Don't forget this year when you are making out your Christmas cards to send one to: A Recovering American Soldier c/o Walter Reed Army Medical Center, 6900 Georgia Avenue NW Washington D.C. 20307-5001.

Congratulations to Deb Robie who got her American citizenship just in time to vote in this year's elections.

Several people from our Mt. Abram Regional Health Center traveled to Augusta last Saturday night for the annual 2008 Employee and Volunteer Recognition dinner at the Augusta Elks Lodge. Those attending from Kingfield included Dr. Jacobs and his wife, Marilyn Howe, Sharon Newell and Dulcie Holbrook. One of those receiving special awards was Jewellyn Baker from the Strong Health Center.

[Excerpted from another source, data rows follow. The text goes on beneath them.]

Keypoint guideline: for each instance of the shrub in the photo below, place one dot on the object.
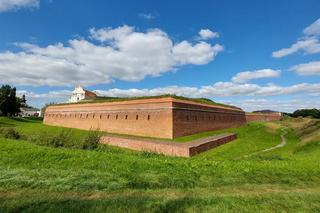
(62, 138)
(10, 133)
(92, 140)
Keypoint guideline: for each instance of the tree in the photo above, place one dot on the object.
(9, 103)
(24, 101)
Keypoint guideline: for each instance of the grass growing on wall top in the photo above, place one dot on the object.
(101, 99)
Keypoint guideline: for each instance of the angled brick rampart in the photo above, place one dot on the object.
(263, 116)
(158, 117)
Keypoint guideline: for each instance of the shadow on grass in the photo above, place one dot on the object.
(4, 124)
(27, 120)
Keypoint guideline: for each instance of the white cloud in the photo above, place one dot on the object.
(246, 76)
(200, 53)
(205, 34)
(147, 16)
(311, 68)
(313, 29)
(309, 44)
(219, 89)
(115, 53)
(6, 5)
(215, 91)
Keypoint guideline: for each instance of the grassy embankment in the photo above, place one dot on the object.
(37, 178)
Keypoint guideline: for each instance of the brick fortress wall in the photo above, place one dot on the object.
(159, 117)
(263, 116)
(190, 118)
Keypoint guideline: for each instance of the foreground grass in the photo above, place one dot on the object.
(37, 178)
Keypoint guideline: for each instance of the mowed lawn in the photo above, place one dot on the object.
(235, 177)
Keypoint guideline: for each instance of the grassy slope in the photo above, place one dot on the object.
(101, 99)
(36, 178)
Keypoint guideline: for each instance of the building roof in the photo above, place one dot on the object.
(90, 94)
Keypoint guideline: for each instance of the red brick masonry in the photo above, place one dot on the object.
(276, 116)
(187, 149)
(155, 117)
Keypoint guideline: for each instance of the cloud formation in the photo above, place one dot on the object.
(147, 16)
(218, 91)
(243, 77)
(311, 68)
(111, 53)
(7, 5)
(205, 34)
(308, 44)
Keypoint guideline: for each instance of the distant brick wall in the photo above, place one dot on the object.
(263, 116)
(160, 118)
(191, 118)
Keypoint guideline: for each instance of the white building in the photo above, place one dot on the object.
(29, 112)
(79, 94)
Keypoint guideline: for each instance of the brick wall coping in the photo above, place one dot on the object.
(142, 109)
(266, 114)
(143, 101)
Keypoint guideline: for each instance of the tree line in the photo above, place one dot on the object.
(10, 104)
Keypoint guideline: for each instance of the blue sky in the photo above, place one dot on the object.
(253, 54)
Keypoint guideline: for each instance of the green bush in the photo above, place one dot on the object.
(92, 140)
(61, 139)
(10, 133)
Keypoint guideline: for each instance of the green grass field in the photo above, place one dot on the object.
(235, 177)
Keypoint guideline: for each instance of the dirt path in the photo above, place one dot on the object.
(282, 143)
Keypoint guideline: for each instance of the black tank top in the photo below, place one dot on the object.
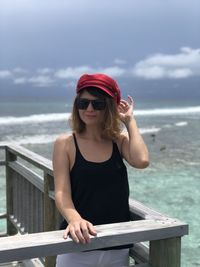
(100, 191)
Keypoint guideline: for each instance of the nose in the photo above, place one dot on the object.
(90, 106)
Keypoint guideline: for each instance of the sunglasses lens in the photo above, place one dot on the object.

Special prayers go out to those hospitalized or not feeling up to par —Fred Niidas, Rod Dunham and my husband Howard.

Also prayers to the family and loved ones of the late George Lane and Irene Corson and to the girls who worked so hard at the American Legion Hall on Saturday putting on the dinner after Irene's funeral. It makes you glad that you live in a small community where people care about each other.

I know times are tough and money is hard to find but I couldn't believe it when I came out of bingo Saturday night from the American Legion Hall. Joan Henderson, who had come to join us from Salem, found that while she was inside someone had siphoned the gas from her pick-up. What next!

I was sorry to read this weekend of the death of former New Portland resident Charles Clark. It was back in 1962 that I was working at the former Red Stallion Inn when I went up to the new Capricorn Lodge to work at the restaurant for the new owner Charlie Clark. My late brother Emery Hall was the contractor who built the lodge that is now the Carrabassett Valley Academy.